Today is the second day of my fourth time trying the Love dare. Until now my selfishness and pride have prevented me from putting all I have into my marriage. Why is it so hard to relinquish my selfish behavior to fix my marriage. I know she loves me. We both did things that were unloving and not christian but it doesn't mean we don't love each other. Sometimes people are weak. Marriages shouldn't fail because of mistakes they only fail when neither wants to make it work. This time I am committed to making it work. It hurts when I say "I love you" to her there is a deafening silence. It hurts that she won't admit that she still thinks we can work. I see it in her eyes. When we aren't talking about all the bad things, we laugh, joke, and flirt like we used to. Her smile is brighter than I have seen in years. She has seen me change and then revert back. This time is different though. I can't explain it. Something broke in me and I feel a lot different towards her now. I feel like I did when we first met. Like she is the only person that matters. Like she is the one who completes me. I am grateful for my career which I selfishly brag about as how smart I am but it was her who pushed me to go back to school. She pushed me every time I said I couldn't do it. When I gradated there was no one prouder of me than her she was my biggest fan. As time went on and life happened my pride took over. I am not sure if I felt like I didn't need her or that I felt I was better than my wife and marriage. Life takes amazing turns. When we were broke and struggling we always found a way to make it through. The more money I made the more distant we became and the less I felt I needed to do. When she was a stay at home mom she wasn't a very good housekeeper and I should have seen then that she needed me to be her biggest fan not her worst enemy. As I type this I am realizing all of these horrible things about myself. I won't stray again. 

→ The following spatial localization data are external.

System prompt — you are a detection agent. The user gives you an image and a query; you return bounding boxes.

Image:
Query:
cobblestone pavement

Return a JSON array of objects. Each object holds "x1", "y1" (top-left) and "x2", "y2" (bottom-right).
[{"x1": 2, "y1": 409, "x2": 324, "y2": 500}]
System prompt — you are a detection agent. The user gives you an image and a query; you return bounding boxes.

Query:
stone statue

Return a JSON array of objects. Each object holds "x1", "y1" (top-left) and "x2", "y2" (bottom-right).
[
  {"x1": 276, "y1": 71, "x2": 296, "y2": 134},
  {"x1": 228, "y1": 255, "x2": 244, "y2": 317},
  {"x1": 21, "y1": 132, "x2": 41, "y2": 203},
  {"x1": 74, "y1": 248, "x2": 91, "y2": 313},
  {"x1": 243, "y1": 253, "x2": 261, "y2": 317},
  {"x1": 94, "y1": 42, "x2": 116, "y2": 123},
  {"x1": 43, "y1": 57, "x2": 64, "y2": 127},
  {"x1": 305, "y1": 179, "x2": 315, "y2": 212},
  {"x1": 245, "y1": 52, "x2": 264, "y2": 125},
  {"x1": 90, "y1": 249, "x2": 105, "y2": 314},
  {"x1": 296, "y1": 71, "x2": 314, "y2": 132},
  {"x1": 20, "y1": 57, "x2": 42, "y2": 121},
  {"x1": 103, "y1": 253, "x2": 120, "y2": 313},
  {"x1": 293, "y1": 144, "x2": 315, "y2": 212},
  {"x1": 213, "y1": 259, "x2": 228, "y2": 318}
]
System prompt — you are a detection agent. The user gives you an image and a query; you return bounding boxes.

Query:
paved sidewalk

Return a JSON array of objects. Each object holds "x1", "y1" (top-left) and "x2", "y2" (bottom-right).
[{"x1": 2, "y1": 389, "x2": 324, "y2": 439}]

By the grace of God and the power of his mercy, I will find a permanent change in myself that won't feign when things show improvement. 

The dare: Do at least one unexpected gesture as an act of kindness. 

In the past I have struggled with this. I always thought to myself there isn't anything I can think of. Today as I did my morning commute (2hrs) the tail lights in front of me in the dark were like beacons of guidance and I prayed to God that he would bless me with the knowledge of my actions to show her I know what will make her life easier. Moments later as traffic began to flow again the thoughts rushed in. I am hoping I can edit this later so I can tell everyone what it was because I believe she knows about this site and don't want her to be inadvertently aware and take away from it's meaning. Actions truly do speak louder than words and until now my words were all she knew. Today is a blank page. I'm going to write my story starting today. Forgive the past. Focus on the rest of our life.